La hausse des coûts de l’énergie, les perturbations dans la chaîne d’approvisionnement et les déficits de production créent de l’incertitude dans la chaîne d’approvisionnement des intrants de culture. Les grossistes et les détaillants d’intrants agricoles éprouvent des difficultés à s’approvisionner en semences commerciales et en herbicides pour le printemps 2022. Les prix des engrais ont doublé en un an et continuent d’augmenter. Au milieu de l’agitation du marché, quelles sont les tendances à surveiller jusqu’à la prochaine campagne agricole?

Les coûts élevés de l’énergie et les restrictions à l’exportation réduisent l’offre mondiale d’engrais

La hausse des prix de l’énergie à l’échelle mondiale a fait grimper les coûts de production d’engrais en 2021, ce qui a entraîné une diminution de la production mondiale et la mise en place de restrictions à l’exportation. La Chine est le plus important producteur et exportateur d’engrais du monde, fournissant environ 10 % des approvisionnements en urée et 30 % des approvisionnements en phosphate. Elle a imposé des restrictions à l’exportation pour s’assurer qu’elle pourrait répondre à ses propres besoins. La Russie, qui se classe au quatrième rang mondial des producteurs d’engrais azotés, prévoit également imposer des restrictions sur les quotas d’exportation d’engrais azotés et phosphatés afin de grossir ses stocks. Ces restrictions prendront effet le 1er décembre et seront en place pendant six mois.

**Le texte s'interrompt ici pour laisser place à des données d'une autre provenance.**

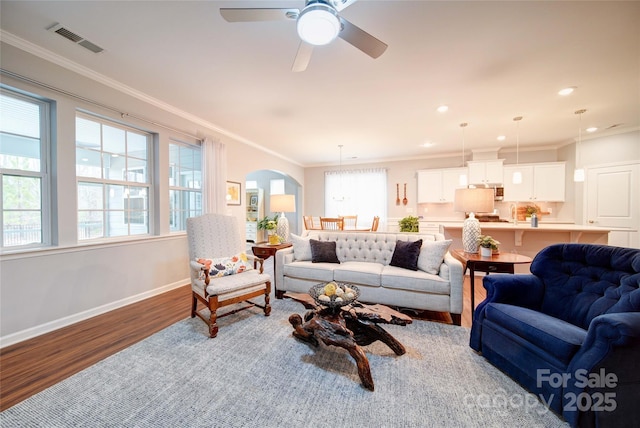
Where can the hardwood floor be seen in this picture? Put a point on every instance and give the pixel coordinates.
(29, 367)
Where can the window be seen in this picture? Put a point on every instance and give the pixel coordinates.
(114, 186)
(185, 184)
(359, 192)
(24, 148)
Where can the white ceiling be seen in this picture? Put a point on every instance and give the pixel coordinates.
(488, 61)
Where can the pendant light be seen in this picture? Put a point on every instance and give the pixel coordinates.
(517, 174)
(578, 173)
(462, 180)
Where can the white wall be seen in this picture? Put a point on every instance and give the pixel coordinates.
(50, 288)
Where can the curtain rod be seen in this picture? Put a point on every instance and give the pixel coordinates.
(90, 101)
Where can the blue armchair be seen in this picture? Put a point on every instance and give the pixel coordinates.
(569, 332)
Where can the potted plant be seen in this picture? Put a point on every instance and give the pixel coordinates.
(270, 224)
(409, 224)
(488, 245)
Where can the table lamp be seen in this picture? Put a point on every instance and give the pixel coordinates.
(470, 201)
(283, 204)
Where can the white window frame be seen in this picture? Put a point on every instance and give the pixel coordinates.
(192, 187)
(124, 180)
(356, 192)
(43, 175)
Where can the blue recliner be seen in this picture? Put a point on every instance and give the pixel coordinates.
(569, 332)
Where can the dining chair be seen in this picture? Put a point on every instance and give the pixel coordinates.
(350, 221)
(332, 223)
(374, 225)
(308, 222)
(221, 271)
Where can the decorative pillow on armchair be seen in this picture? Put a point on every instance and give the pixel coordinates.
(432, 255)
(224, 266)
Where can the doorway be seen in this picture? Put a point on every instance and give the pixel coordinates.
(611, 200)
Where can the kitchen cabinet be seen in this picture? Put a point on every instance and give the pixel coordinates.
(543, 182)
(438, 185)
(486, 171)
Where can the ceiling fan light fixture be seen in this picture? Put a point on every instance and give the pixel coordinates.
(318, 24)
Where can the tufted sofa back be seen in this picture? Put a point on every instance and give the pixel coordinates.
(583, 281)
(368, 247)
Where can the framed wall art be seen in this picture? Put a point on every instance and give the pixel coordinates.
(234, 190)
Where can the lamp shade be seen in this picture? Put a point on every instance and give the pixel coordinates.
(282, 203)
(473, 200)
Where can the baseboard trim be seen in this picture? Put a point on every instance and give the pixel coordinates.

De nombreux pays européens où les coûts de production d’engrais sont particulièrement élevés ont interrompu ou ont ralenti leur production d’engrais en raison de la hausse des coûts de l’énergie, notamment du gaz naturel dont les prix ont quintuplé. Cela a provoqué une réduction de 10 % de la capacité mondiale de production d’ammoniac. La baisse de la production européenne crée des occasions pour les exportations nord-américaines et soutient des prix plus élevés, les prix des engrais à base d’ammoniac ayant doublé depuis l’an dernier. On s’attend à ce que les fabricants nord-américains augmentent la production d’engrais pour reconstituer les stocks nord-américains afin de répondre à la demande printanière. Toutefois, les prix devraient demeurer élevés puisque la demande d’exportation reste forte.

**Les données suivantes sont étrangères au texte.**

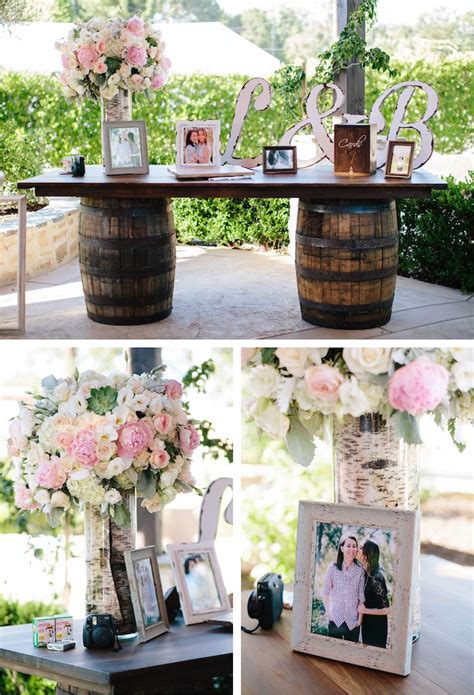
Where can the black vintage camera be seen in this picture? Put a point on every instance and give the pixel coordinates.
(266, 601)
(99, 631)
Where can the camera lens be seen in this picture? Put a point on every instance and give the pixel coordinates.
(103, 637)
(252, 608)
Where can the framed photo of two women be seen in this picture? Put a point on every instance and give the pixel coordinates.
(353, 585)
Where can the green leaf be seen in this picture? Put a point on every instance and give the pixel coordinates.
(122, 516)
(146, 483)
(407, 427)
(102, 400)
(300, 442)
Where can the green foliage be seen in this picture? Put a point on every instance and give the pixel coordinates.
(436, 236)
(15, 613)
(233, 222)
(351, 48)
(102, 400)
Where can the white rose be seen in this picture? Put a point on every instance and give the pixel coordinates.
(42, 497)
(293, 359)
(105, 434)
(270, 420)
(27, 421)
(316, 355)
(63, 391)
(112, 497)
(263, 381)
(155, 405)
(353, 399)
(60, 499)
(463, 373)
(370, 360)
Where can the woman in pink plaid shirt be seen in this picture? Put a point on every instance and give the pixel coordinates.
(344, 591)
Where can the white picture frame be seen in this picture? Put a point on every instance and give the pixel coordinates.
(125, 147)
(146, 591)
(203, 596)
(19, 329)
(397, 525)
(190, 154)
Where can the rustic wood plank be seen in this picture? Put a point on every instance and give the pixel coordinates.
(176, 655)
(317, 182)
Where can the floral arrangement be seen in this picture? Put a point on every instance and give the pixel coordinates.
(90, 438)
(100, 57)
(293, 391)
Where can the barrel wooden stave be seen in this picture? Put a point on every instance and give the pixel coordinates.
(127, 255)
(346, 262)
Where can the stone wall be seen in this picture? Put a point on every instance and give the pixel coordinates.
(51, 240)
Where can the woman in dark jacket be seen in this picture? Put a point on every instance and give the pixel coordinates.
(374, 613)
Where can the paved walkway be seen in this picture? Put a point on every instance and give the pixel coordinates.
(222, 293)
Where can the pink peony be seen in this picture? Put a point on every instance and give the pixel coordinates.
(136, 56)
(100, 67)
(157, 82)
(173, 389)
(418, 386)
(162, 423)
(87, 56)
(82, 448)
(135, 26)
(323, 382)
(159, 458)
(188, 439)
(24, 498)
(50, 474)
(134, 438)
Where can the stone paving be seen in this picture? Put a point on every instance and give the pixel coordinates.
(223, 293)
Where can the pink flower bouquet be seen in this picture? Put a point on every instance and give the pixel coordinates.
(100, 57)
(90, 438)
(292, 391)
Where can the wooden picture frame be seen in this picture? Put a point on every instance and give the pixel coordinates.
(19, 329)
(207, 153)
(400, 164)
(205, 597)
(146, 592)
(125, 147)
(280, 159)
(318, 595)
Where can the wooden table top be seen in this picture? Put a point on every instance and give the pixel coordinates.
(174, 655)
(317, 182)
(442, 661)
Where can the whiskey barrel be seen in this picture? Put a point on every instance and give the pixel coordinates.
(346, 262)
(127, 256)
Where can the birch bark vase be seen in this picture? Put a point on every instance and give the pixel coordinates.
(107, 587)
(373, 466)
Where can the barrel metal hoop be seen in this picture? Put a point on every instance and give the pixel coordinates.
(127, 273)
(348, 209)
(347, 308)
(122, 244)
(123, 302)
(355, 276)
(349, 244)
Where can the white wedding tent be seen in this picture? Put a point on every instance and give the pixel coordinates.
(193, 47)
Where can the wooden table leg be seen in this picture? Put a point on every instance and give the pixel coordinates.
(346, 262)
(127, 256)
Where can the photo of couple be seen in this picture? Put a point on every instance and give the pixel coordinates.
(351, 588)
(125, 147)
(198, 146)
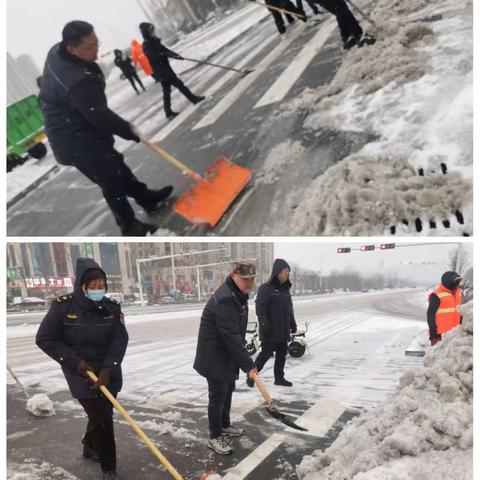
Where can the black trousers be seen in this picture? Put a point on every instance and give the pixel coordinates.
(99, 434)
(347, 23)
(311, 4)
(219, 405)
(277, 16)
(132, 77)
(280, 350)
(167, 85)
(108, 170)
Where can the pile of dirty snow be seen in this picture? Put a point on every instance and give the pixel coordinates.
(425, 431)
(40, 405)
(412, 92)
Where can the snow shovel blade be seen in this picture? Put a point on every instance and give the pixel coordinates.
(205, 202)
(275, 413)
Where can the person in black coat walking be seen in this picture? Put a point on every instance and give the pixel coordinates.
(221, 351)
(276, 320)
(124, 63)
(158, 55)
(80, 126)
(86, 331)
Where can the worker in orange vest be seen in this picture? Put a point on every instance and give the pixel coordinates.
(139, 57)
(443, 302)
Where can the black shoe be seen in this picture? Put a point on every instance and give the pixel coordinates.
(91, 454)
(154, 198)
(283, 383)
(197, 100)
(110, 476)
(350, 42)
(138, 229)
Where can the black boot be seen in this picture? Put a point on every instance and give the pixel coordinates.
(91, 454)
(154, 198)
(283, 383)
(138, 229)
(197, 99)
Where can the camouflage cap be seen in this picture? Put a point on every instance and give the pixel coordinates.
(244, 269)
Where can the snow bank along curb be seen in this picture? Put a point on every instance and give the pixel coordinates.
(425, 431)
(413, 91)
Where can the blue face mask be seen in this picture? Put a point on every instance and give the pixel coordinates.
(96, 295)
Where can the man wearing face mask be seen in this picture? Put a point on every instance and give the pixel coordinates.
(86, 331)
(221, 351)
(443, 303)
(276, 320)
(158, 55)
(81, 127)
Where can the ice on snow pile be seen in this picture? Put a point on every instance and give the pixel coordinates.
(412, 92)
(424, 432)
(40, 405)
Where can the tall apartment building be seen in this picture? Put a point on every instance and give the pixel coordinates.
(48, 269)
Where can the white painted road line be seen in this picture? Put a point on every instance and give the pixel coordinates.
(248, 464)
(319, 418)
(237, 92)
(289, 77)
(171, 126)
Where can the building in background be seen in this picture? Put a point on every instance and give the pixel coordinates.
(168, 271)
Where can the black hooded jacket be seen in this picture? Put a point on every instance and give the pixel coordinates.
(274, 308)
(74, 105)
(158, 55)
(77, 328)
(448, 281)
(221, 338)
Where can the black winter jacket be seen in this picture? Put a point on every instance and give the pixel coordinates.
(221, 338)
(158, 55)
(274, 308)
(77, 328)
(73, 101)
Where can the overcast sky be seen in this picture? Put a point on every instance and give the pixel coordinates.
(324, 257)
(34, 26)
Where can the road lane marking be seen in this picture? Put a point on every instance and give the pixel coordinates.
(289, 77)
(171, 126)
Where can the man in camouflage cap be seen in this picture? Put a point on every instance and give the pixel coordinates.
(221, 351)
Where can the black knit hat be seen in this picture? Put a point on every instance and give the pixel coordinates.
(73, 32)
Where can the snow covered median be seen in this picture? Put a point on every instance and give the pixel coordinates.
(424, 432)
(413, 92)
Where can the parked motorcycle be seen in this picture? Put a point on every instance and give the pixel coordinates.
(296, 346)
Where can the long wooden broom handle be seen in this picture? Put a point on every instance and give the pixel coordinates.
(263, 390)
(281, 10)
(137, 429)
(171, 159)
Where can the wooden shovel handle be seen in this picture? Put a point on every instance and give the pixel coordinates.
(170, 158)
(263, 390)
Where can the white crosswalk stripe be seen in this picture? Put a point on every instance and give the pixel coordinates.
(289, 77)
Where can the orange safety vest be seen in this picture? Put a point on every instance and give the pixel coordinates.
(447, 316)
(139, 57)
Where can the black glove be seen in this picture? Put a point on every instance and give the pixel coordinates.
(82, 367)
(103, 379)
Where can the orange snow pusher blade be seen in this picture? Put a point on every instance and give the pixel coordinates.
(207, 200)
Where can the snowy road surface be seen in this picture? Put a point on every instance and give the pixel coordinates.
(355, 357)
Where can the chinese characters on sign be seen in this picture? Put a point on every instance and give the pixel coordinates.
(49, 283)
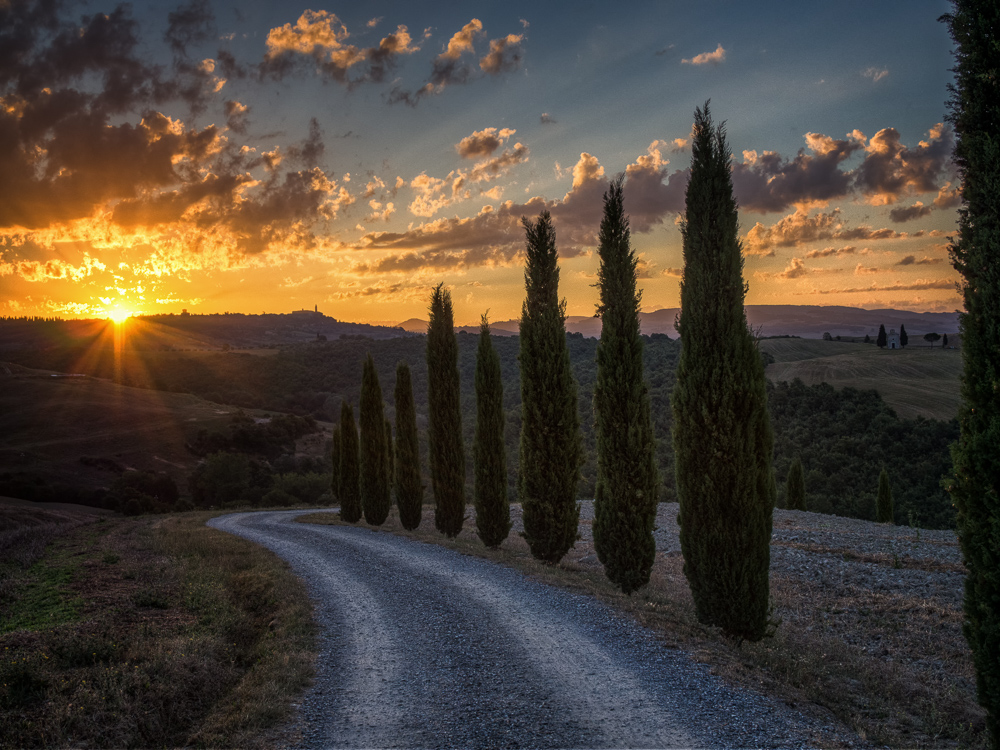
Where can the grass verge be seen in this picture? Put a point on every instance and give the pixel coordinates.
(893, 668)
(151, 632)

La demande d’engrais au pays demeure forte

Au cours des deux dernières années, les prix élevés des céréales et des oléagineux ont encouragé les producteurs à employer des doses d’engrais plus fortes et à mettre en production des terres marginales, ce qui a stimulé la demande d’engrais en Amérique du Nord. Les conditions de sécheresse, particulièrement dans l’Ouest du Canada, ont entraîné une réduction des épandages d’engrais cet automne. Malgré cela, les stocks de la plupart des types d’engrais au Canada ont diminué en raison des exportations accrues vers les États-Unis où la demande devrait être forte au printemps 2022.

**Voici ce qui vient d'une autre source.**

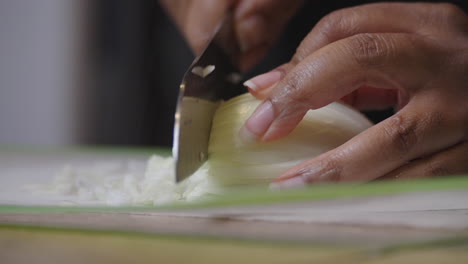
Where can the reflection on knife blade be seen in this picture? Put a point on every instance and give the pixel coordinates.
(212, 77)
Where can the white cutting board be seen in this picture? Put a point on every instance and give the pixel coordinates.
(439, 212)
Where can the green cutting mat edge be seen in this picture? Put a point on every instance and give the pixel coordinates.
(362, 253)
(261, 196)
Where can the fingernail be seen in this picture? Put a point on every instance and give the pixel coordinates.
(295, 182)
(263, 81)
(251, 32)
(258, 122)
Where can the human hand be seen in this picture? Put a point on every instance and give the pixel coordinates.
(257, 23)
(412, 56)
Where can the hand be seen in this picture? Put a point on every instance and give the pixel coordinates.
(258, 22)
(412, 56)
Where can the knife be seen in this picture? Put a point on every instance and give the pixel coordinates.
(212, 77)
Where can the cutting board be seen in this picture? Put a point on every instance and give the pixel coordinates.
(369, 214)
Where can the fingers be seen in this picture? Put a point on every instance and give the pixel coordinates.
(370, 98)
(387, 61)
(453, 161)
(370, 18)
(411, 133)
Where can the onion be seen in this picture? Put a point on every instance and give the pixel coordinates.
(233, 162)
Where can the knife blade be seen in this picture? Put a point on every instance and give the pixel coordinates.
(212, 77)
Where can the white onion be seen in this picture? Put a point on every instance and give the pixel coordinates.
(231, 162)
(235, 162)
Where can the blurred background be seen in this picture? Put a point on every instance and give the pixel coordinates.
(105, 71)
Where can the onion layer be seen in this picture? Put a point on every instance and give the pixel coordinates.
(233, 162)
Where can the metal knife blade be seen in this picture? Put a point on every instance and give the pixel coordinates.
(212, 77)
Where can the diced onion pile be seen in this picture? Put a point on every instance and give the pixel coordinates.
(231, 162)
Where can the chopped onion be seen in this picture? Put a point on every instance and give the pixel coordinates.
(231, 161)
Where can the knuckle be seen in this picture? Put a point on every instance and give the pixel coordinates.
(436, 168)
(337, 23)
(332, 170)
(370, 50)
(402, 134)
(450, 10)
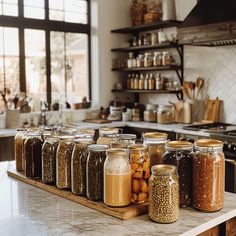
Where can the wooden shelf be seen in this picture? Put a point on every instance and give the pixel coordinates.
(147, 27)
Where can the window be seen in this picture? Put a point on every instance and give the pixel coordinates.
(45, 49)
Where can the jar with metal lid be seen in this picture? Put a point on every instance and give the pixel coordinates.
(140, 168)
(164, 194)
(95, 171)
(155, 142)
(117, 178)
(165, 114)
(33, 155)
(63, 162)
(180, 154)
(208, 175)
(107, 135)
(78, 165)
(49, 152)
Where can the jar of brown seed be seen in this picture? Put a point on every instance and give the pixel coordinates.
(164, 194)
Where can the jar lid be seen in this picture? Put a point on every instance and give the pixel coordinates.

L’abordabilité des engrais, calculée en divisant le prix des engrais par le prix des cultures, a récemment diminué en raison des contraintes d’approvisionnement à l’échelle mondiale. Plus ce ratio est élevé, moins les engrais sont abordables par rapport à la valeur des cultures. Les prix élevés du canola ont atténué l’impact des prix élevés des engrais, comme le montre le ratio qui est demeuré sous le sommet de 2008 et les valeurs élevées plus récentes de 2014 (figure 1).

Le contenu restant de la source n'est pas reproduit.